Frankly, “Happiness” is the better film as Solondz juggles several completely fucked-up storylines (and the screwed up people within them) and sees them all through to endings which, while they wobble between frustrating and endearing, are nothing but wickedly honest and heartfelt. To bring sympathy to a perverted crank caller, a murderer and a child molester is no small feat and to merely broach all these subjects in one film is either the height of cinematic bravery or epitome of attention getting. Or both.
Either way, “Happiness” cemented my positive opinion of Solondz. I feel his follow-ups “Storytelling” (which was apparently damaged by studio interference) and “Palindromes” both featured intriguing moments and unique plot stylings, but they were just too experimental for my tastes. Yet his sequel (of sorts) to “Happiness,” 2009’s “Life During Wartime” was an overlooked film that, like “Palindromes,” suffered from a little too much stunt casting and not enough heart and soul.
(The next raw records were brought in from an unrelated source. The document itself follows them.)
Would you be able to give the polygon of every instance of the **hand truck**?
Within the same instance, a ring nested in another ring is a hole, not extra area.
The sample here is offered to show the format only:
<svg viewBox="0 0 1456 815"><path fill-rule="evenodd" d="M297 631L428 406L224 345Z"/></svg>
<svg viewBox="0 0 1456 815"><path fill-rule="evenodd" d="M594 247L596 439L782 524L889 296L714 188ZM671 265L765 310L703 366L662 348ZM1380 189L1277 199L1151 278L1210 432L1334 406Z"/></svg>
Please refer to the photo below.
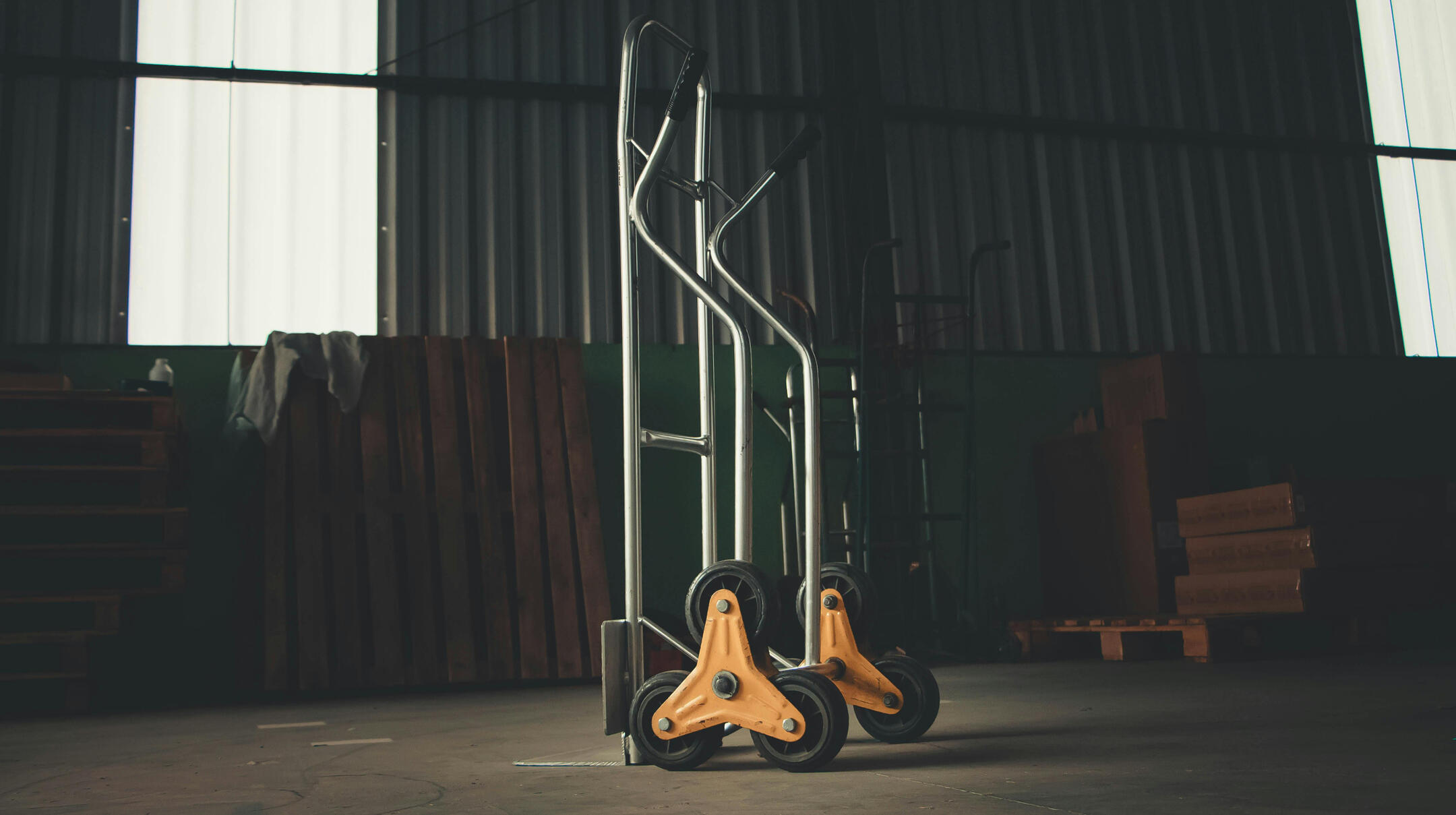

I still found it fascinating and thrilling and if you’re reading this and have seen “Happiness” but not the follow up, do so immediately. (As of this writing, it’s streaming on Netflix Instant)
So overall, my opinion of Solondz is still a high one but on a simple “like” or “dislike” scale, he’s pretty much dead even in my eyes. Which leads us to his latest offering, “Dark Horse.” Would this be a tilt in the direction of dislike for me or a positive spin in the upwards direction? Unfortunately, I have to say the answer is… neither.
While I somewhat liked “Dark Horse,” it simply didn’t resonate with me like his other films do. In the end I felt like Solondz was leaning too hard on being a provocateur rather than playing that card while managing to embellish his characters and their stories with heart and ambition. Plus I found the film kind of mean and far too cynical, even by Solondz standards.
“Dark Horse” is the story of Abe (Gelber), a full grown man-child whose spoiled upper-class Jewish upbringing has left him in a growth stasis. He still lives with his parents and spends all of his money and time collecting toys, that is when he’s not throwing temper tantrums or slacking off at his job, which is a nepotistic one at his father’s property management business. Abe is an asshole but he doesn’t seem to know it even if everyone else, including the viewers, do. At a wedding he is seated next to the solemn Miranda (Blair) and after a nearly completely one-sided conversation with the depressing gal, Abe decides they have a connection and must meet again. Fans of Solondz know his turf well enough to realize early on that both of these people lead damaged lives and will be thrown together. Yet in “Dark Horse,” I felt as if Solondz is making fun of his characters rather than trying to gain the audience some empathy.
Abe drives his outrageous vehicle while listening to frothy, upbeat pop songs that don’t fit his character or life at all. The soundtrack is either up and coming wannabes or brilliant satirists who both get and despise adult contemporary music. Gelber’s “Abe” is in virtually every scene of the movie so we meander with him through home life with stoic, boring dad Jackie (Walken) and syrupy, doting mom Phyllis (Farrow). As his “relationship” with Miranda progresses, we meet he ex, effeminate yet kind of passive-aggressive Mahmoud (Mandvi) who clearly has Miranda wrapped around his finger. The only person who seems to truly care at all about Abe is the work secretary Marie (Murphy) who sweetly tries to cover for the inept Abe as he constantly shirks responsibility at work. All of the acting here is solid. Jordan Gelber in particular plays his role honestly as he is at once a hulking mass of false confidence only to become a shimmering pile of insecurity moments later.
And all of this is fine and somewhat entertaining but beneath it, I can’t help think that Solondz is doing more than showing a miserable life in progress, he’s making fun of it and encouraging us to follow suit. It’s the equivalent of cinematic bullying, which is ironic given the angle Solondz took on bullies in “Welcome to the Dollhouse.” Then again, the entirety of “Dark Horse” is built on irony so it is indeed fitting. Still, maybe I read the film wrong but it’s hard to like or care about characters when the guy who wrote them and is directing them seems to actively hate them.
Eventually “Dark Horse” kind of evolves into an intriguing mesh of “real” life and dream sequence and Abe and his motivations get even more confusing. Yet the real issue for me here is Solondz’s unwillingness to cut any of these characters any slack which, is perhaps the point of “Dark Horse.” While I’ll still look forward to anything Solondz is involved with, “Dark Horse” was a little too mean spirited for me and felt like provocation with too heavy a dose of meanness.